Charles Sandison (1969, Scotland) lives and works in Tampere (FI). Recent exhibitions include: QUINQUAGESIMUM, 2023, Fondation CAB, Brussels (BE) ; TEMPO. TEMPO! TEMPO?,2023, Kunstmuseum Schloss Derneburg, Holle (DE) ; Immaterial/Re-material: A Brief History of Computing Art”, 2020, UCCA Centre for Contemporary Art, Beijing (CN) ; The Lighthouse, 2020, Fondation Boghossian – Villa Empain, Brussels (BE).
Bruno Serralongue (1968, France) lives and works in Paris (FR). Recent exhibitions include: Pour la vie, 2022, Frac île-de-france, Paris (FR) ; Who Are We Are Who, 2020, Braunsfelder Collection, Cologne (DE), En bas à gauche, 2019, Centre d’art GwinZegal, Guingamp (FR) ; Bruno Serralongue – L’Agence France Presse – Les Habitants : Calais, témoigner de la « jungle », 2019, Galerie de Photographie, MNAM Centre Pompidou, Paris (FR) ; “De Calais”, 2018, FRAC Provence-Alpes-Côte d’Azur (FR).
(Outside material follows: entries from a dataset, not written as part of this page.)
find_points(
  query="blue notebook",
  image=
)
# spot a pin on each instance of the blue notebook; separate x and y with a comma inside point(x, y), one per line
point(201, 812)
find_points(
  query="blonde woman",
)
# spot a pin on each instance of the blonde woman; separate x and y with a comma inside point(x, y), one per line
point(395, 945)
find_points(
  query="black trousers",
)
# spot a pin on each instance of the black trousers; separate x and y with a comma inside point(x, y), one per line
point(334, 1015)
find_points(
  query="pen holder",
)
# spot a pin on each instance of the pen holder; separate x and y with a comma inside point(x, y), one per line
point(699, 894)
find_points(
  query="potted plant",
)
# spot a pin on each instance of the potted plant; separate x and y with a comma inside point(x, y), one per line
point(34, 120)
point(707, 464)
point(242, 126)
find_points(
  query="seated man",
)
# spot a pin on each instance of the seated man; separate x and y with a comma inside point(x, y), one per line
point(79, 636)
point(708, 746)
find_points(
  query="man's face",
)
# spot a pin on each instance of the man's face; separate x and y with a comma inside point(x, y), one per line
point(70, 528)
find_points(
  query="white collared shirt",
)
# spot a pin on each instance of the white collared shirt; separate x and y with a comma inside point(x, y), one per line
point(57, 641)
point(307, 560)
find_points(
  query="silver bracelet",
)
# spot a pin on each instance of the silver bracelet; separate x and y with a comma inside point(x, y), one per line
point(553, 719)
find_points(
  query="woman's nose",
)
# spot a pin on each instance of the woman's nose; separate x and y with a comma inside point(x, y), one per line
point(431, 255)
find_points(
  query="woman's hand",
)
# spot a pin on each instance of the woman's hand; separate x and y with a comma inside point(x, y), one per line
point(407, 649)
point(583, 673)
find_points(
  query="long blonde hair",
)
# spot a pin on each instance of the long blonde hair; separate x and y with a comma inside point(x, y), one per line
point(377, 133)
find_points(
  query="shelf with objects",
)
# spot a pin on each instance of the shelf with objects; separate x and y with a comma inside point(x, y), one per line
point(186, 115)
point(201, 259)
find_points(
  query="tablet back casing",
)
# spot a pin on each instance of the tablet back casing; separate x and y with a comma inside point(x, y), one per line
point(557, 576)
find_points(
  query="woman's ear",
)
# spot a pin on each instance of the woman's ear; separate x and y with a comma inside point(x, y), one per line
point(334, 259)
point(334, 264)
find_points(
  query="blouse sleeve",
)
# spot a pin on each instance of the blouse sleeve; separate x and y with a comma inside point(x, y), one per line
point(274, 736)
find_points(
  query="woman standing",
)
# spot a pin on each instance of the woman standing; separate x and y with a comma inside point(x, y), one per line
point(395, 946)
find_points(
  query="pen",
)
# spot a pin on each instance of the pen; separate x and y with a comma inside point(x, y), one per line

Thomas Zipp (1966, Germany) lives and works in Berlin (DE). Recent exhibitions include: In Absentia, 2020, Kunsthalle Koidl, Berlin (DE) ; Au rendez-vous des amis. Klassische Moderne im Dialog mit Gegenwartskunst aus der Sammlung Goetz, 2020, Pinakothek der Moderne, München (DE) ; Corona Sound System, 2020, Die Apotheke, Kunstverein in Hamburg (DE) ; Now is the Time, 2019, Kunstmuseum Wolfsburg (DE).